In many ways, the anger directed toward Abrams now seems misdirected, if understandable. Abrams may be the herald for change, but he is not responsible for the meltdown that led to this crisis. The problems facing newspapers in this transitional period come from every quarter and have been festering for a decade, for the most part unaddressed. And much of the change Abrams talks about will have to be translated into actual paper-and-ink innovation by real journalists working on deadline. Still, I came away believing that he is acting in good faith.

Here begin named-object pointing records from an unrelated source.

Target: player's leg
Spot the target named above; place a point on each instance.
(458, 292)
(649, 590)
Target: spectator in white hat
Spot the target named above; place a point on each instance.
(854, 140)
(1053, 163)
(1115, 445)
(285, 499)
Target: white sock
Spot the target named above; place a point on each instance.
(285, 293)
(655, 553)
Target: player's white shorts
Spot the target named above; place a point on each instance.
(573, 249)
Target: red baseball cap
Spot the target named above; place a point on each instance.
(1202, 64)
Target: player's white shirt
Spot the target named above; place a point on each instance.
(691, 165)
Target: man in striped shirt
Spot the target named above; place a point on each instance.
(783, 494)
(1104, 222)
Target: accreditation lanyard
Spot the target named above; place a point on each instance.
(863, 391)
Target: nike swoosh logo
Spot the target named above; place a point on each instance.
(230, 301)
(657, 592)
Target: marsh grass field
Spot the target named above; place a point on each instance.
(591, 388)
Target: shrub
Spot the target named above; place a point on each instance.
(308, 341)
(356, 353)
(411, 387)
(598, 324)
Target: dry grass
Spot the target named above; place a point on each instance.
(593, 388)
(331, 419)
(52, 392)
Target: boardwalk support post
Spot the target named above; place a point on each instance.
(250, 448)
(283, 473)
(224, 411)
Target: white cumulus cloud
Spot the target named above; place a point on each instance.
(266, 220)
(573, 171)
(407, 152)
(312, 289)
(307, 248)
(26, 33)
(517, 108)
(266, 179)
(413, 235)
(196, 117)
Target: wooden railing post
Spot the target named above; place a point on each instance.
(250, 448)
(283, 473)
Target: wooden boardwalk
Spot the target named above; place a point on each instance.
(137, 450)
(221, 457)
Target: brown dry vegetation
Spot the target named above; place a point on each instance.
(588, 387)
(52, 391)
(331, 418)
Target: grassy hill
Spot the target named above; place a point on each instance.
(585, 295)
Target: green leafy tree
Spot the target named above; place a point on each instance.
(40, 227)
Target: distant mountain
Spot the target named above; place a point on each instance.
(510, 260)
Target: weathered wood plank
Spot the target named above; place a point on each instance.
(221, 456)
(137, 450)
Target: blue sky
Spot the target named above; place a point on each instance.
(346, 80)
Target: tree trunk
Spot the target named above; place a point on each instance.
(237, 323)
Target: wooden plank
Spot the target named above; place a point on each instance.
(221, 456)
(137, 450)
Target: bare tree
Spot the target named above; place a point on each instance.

Only time will tell if readers will respond, Abrams knows, but there is no time to lose. With each buyout and budget cutback, experienced journalists walk away, resources shrink, and the Tribune newspapers become diminished versions of themselves. So he works away in his Chicago office, dreaming up new ways to connect readers to this rapidly changing content, cheering for innovation where it sprouts. “24 hours in photos (!!) Brilliant idea that the Sun is doing,” he wrote on his blog in late July. As Sam Zell’s emissary of change, he traverses the empire, selling the idea of a newspaper renaissance in the midst of a recession, bringing news of one paper’s victories to the others. Even this little bit of synergy is brand new, he says: there are new innovation Web sites for the Baltimore Sun, meetings to attend, planes to catch. Blogs to update. Got to get the word out.